Bruce Springsteen singles chronology
| "If I Should Fall Behind" (1992) | "Streets of Philadelphia" (1994) | "Secret Garden" (1995) |

Music video
- Streets of Philadelphia on YouTube

= Streets of Philadelphia =

1994 single by Bruce Springsteen

"Streets of Philadelphia" is a song written and performed by American rock musician Bruce Springsteen for the 1993 film Philadelphia, starring Tom Hanks, an early mainstream film dealing with HIV/AIDS. Released as a single by Columbia Records in February 1994, the song was a hit in many countries, topping the singles charts of Austria, Canada, France, Germany, Iceland, Ireland, Italy, and Norway. In the United States, the single peaked at number nine on the Billboard Hot 100, becoming Springsteen's 12th and most recent top-10 hit as of . Its music video depicted Springsteen walking along desolate city streets and was directed by Jonathan Demme, who directed Philadelphia, with his nephew Ted Demme.

The song received critical acclaim, including the Academy Award for Best Original Song and four Grammy Awards for Song of the Year, Best Rock Song, Best Male Rock Vocal Performance, and Best Song Written Specifically for a Motion Picture or Television. In 2004, it finished at number 68 on AFI's 100 Years...100 Songs survey of top songs in American cinema. The song is listed among the Rock and Roll Hall of Fame's 500 Songs that Shaped Rock and Roll.

==Background and release==
In early 1993, Philadelphia director Jonathan Demme asked Springsteen to write a song for his film, adding "I want it to play in the malls." Springsteen replied, "Well, I'm interested, so I'd like to come up with a song for you. If you give me some time, I'll see, but I can't promise." Springsteen recalled adding, "I'm not very good at scores."

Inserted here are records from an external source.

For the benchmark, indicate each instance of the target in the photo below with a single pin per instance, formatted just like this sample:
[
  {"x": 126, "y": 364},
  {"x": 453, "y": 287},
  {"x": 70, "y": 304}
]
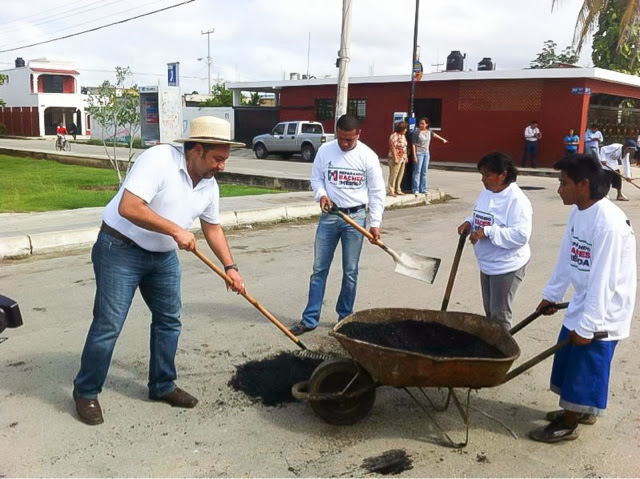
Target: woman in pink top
[{"x": 397, "y": 158}]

In late August 1993, following the conclusion of his 1992-93 world tour, Springsteen recorded a demo of his completed song at Thrill Hill, his home recording studio in Beverly Hills, California, including all the song's instrumentation. He mailed the tape to Demme, who later said, "my wife and I sat down and listened to it, and we were literally weeping by the end". Meanwhile, background vocals were added by Tommy Sims, who played bass on Springsteen's 1992-93 tour.

In October 1993, Springsteen recorded the song at A&M Studios in Los Angeles, with Sims, Ornette Coleman on saxophone, and vocals by "Little" Jimmy Scott. It was mixed by Bob Clearmountain, included in the soundtrack, and the video was recorded. In mid-December, Springsteen replaced the video with his home demo from August, re-shooting some video scenes to eliminate Scott. The four-man combo version can be heard in a brief scene in the film when Tom Hanks exits Denzel Washington's office, but it was Springsteen alone playing over the opening credits.

"Streets of Philadelphia" was released on February 11, 1994. It is the first single from the film's original soundtrack, with Springsteen singing and playing all the instruments with Sims on background vocal.

The song became a worldwide chart success. "Streets of Philadelphia" achieved greater popularity in Europe than in the United States. It peaked at number nine on the Billboard Hot 100 chart, but became a number-one single in Germany, France, and Austria. It peaked at number two in the United Kingdom, becoming Springsteen's highest charting hit in the UK. The song reached number four in Australia, and spent five weeks at number one in Ireland.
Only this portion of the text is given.